I would like to ask the following questions.

I am trying to create a function in an OSL script that will evaluate the Coordinate of one of the "global variables P" and the Coordinate of the other. I have read and checked the OSL specifics, but I could not find any description of how to extract an array from a global variable. If possible, could you please tell me how to call the Coordinate one by one from the "global variable P"?

Also, on a different note, I found that the global variable behaved like a structure with some parameters. Please let me know if there is a site or a way to refer to such parameters.

Thank you.

Larry Gritz

I'm not sure what you mean by the "coordinate of P" or what you mean by "an array from a global variable." Can you explain in more detail, or maybe show a few lines of code illustrating what you want to do?

The "global variable" P is just the position of the single point that is being shaded by that invocation of the shader.

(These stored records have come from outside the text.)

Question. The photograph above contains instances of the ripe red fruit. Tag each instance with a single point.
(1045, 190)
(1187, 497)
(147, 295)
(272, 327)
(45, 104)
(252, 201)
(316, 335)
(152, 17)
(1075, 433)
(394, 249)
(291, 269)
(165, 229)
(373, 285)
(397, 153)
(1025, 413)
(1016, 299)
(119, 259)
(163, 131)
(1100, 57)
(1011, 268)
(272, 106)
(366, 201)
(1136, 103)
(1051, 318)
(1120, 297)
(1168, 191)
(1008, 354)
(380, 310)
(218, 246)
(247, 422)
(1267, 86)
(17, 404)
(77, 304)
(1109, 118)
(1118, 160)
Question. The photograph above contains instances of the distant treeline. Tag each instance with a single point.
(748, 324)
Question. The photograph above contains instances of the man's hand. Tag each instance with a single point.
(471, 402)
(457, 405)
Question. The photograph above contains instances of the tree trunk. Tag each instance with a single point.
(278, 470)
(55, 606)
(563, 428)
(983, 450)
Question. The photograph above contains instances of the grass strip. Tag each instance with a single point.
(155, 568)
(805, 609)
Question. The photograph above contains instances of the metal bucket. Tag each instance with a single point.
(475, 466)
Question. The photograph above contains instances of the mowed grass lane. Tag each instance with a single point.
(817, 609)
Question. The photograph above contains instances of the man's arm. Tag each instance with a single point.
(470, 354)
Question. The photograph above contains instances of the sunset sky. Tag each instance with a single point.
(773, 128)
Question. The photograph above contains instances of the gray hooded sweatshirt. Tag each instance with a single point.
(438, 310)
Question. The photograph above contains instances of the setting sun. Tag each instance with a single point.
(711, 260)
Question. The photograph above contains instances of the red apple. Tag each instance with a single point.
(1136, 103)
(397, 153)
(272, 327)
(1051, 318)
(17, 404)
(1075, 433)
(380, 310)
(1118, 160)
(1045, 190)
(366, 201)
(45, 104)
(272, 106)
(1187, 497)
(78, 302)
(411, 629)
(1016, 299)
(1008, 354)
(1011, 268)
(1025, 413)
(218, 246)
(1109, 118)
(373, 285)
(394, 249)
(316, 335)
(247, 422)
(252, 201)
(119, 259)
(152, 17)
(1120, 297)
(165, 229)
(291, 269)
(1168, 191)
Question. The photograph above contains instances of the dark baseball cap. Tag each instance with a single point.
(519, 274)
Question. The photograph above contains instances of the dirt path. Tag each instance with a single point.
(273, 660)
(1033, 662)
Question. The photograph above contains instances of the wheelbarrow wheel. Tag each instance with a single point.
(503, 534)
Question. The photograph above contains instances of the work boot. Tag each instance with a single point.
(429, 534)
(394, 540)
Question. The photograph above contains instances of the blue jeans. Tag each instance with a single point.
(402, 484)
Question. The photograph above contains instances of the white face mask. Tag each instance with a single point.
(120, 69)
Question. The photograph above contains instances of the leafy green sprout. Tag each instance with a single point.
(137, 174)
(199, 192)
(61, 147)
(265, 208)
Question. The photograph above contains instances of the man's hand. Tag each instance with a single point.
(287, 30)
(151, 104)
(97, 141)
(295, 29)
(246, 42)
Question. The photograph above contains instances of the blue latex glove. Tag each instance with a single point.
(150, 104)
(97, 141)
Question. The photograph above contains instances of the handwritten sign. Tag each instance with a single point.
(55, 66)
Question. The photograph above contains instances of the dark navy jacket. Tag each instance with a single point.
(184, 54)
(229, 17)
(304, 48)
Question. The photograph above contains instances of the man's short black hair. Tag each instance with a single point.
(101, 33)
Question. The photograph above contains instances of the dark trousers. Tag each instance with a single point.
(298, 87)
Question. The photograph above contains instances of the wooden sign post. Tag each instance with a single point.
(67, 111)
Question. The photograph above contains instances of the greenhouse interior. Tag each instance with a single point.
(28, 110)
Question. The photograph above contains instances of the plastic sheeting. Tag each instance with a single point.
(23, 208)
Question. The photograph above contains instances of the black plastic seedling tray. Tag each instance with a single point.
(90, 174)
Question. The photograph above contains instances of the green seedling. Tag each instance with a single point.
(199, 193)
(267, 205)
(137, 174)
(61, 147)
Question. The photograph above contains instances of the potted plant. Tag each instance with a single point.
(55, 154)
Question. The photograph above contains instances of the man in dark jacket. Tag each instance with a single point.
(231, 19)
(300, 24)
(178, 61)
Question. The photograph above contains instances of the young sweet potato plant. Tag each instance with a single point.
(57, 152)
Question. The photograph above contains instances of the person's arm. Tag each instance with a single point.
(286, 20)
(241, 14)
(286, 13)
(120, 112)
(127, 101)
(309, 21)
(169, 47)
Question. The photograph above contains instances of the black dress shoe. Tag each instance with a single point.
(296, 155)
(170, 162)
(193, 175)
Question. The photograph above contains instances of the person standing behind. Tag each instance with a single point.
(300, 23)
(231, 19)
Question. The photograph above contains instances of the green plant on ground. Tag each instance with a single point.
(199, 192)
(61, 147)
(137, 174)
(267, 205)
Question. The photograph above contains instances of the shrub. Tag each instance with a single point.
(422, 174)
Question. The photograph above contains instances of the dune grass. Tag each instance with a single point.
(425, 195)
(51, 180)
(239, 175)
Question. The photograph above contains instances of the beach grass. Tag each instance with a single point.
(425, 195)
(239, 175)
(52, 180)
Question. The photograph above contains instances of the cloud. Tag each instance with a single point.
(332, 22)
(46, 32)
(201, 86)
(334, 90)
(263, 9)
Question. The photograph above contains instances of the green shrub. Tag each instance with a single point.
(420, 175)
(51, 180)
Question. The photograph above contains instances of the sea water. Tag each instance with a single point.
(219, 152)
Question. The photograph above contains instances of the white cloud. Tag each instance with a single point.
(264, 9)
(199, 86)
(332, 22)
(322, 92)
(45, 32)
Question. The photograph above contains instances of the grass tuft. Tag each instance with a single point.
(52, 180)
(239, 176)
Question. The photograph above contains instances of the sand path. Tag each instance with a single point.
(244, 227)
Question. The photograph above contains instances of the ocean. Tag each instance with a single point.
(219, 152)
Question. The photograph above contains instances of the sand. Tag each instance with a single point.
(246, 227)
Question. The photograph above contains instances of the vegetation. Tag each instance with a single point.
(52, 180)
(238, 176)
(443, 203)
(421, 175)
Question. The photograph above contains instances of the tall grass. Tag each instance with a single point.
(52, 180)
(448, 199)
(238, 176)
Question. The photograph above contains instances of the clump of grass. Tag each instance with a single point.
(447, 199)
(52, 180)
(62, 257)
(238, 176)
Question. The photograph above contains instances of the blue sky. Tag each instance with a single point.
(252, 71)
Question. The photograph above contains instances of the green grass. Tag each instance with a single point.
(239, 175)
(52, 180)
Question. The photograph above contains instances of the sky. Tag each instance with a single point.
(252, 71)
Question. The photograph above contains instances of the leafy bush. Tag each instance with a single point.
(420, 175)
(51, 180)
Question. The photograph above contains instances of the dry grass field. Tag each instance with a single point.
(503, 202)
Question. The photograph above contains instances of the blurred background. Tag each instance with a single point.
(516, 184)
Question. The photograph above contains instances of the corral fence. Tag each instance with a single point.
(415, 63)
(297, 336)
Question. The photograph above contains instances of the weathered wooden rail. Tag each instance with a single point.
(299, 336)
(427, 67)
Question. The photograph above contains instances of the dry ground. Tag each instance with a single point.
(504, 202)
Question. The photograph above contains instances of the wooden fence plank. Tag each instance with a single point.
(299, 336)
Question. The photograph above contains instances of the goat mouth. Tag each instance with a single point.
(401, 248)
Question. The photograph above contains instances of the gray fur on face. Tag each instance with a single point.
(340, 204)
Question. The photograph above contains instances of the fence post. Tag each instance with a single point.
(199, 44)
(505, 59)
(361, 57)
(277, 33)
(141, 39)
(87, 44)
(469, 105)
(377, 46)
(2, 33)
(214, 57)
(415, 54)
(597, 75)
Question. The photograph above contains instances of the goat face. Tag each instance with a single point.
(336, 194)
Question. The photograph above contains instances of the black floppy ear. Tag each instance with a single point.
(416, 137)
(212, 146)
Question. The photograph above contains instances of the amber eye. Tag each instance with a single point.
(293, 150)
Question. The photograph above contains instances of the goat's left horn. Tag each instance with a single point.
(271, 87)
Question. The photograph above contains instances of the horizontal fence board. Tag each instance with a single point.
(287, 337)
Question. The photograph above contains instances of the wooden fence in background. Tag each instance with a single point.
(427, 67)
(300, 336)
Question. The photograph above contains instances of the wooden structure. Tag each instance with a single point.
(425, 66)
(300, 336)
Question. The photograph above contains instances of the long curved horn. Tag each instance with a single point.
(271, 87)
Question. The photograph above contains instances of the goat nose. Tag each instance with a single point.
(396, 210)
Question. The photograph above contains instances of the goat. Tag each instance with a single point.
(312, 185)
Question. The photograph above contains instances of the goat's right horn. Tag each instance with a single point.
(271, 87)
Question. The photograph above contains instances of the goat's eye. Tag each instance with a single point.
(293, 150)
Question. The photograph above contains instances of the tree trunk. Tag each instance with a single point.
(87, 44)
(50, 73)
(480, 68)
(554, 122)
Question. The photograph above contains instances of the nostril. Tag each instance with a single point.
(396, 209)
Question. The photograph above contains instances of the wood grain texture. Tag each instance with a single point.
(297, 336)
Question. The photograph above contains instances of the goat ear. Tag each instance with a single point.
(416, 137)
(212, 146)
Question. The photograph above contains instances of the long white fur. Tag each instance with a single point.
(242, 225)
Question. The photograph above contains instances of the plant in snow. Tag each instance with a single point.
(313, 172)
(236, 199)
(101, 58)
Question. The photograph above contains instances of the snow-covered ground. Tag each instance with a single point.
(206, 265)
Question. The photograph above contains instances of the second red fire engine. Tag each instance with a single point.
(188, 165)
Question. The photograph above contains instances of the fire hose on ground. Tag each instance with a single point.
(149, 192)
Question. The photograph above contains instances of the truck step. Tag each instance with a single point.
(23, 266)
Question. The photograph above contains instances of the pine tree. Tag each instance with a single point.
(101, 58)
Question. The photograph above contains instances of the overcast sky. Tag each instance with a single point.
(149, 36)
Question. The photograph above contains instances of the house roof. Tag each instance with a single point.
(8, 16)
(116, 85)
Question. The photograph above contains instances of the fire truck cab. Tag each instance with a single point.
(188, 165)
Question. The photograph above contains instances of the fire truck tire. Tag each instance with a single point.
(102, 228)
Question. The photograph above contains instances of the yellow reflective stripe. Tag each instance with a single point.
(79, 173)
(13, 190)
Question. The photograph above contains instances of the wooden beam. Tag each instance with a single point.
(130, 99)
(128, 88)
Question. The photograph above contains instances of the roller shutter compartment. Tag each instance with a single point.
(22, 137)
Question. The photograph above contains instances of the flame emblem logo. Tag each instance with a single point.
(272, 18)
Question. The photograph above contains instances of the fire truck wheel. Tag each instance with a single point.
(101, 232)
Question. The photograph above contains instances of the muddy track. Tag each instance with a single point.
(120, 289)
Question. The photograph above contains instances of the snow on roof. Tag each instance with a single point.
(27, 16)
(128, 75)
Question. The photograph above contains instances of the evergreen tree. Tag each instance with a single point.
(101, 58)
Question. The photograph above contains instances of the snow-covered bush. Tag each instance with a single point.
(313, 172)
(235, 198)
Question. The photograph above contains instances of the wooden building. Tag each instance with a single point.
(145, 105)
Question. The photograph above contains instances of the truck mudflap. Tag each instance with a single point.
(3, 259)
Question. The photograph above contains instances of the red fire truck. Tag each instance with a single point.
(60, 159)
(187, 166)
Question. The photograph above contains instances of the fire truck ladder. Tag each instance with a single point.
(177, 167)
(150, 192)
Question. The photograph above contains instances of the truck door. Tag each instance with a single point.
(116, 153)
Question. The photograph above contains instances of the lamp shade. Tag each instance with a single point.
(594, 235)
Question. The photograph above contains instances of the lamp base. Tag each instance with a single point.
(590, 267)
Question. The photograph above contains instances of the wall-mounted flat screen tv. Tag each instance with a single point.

Do you mean getting at the individual x, y, and z values for that point using an array notation? You can just say P[0] for the x coordinate (this is equivalent to saying P.x), P[1] for the y coordinate (same as P.y), and P[2] for the z coordinate (same as P.z).

On Feb 17, 2022, at 2:53 AM, トマトフライ <tomatofry.illust@...> wrote:

I saw your github and contacted you.
Is this the right place to post my question?
If I'm wrong, please delete it.

I would like to ask the following questions.

I am trying to create a function in an OSL script that will evaluate the Coordinate of one of the "global variables P" and the Coordinate of the other. I have read and checked the OSL specifics, but I could not find any description of how to extract an array from a global variable. If possible, could you please tell me how to call the Coordinate one by one from the "global variable P"?

Also, on a different note, I found that the global variable behaved like a structure with some parameters. Please let me know if there is a site or a way to refer to such parameters.

Thank you.

--
Larry Gritz

トマトフライ

I replied to the email that was sent to me, but I'm not sure if it was for sending only.
I'm not sure if you received it, so I'll send it to this thread as well.

I'm sorry for the confusing question.
I will explain based on the reply you gave me.

First of all, in OSL, if you simply call "P", you will be calling a set of shading points P, I think.
This means that you don't know how many shading points there are in the scene, and you can't read the numerical values of the coordinates of each shading point.
What I want to do is to take one arbitrary coordinate from the set of shading points (like a normal point type) and store that coordinate in an array. Then I want to use the length of P as the conditional expression in the for statement, and in that I want to take an element from the array and compare it to the other P to create a map.

Since what I want to do is declare a variable, so to speak, I can't show any code in OSL that would change this.
If I were to express it in C instead

int P_length = sizeof(P.x) / sizeof(P.x[0]);

float P_xval =P.x[103];

and so on.

Or, if I can access the coordinates of every single point in the set of P, I may be able to omit this kind of code.
Maybe it exists as a member of the structure P.

Is it possible to program like this in OSL?
And do such variables exist?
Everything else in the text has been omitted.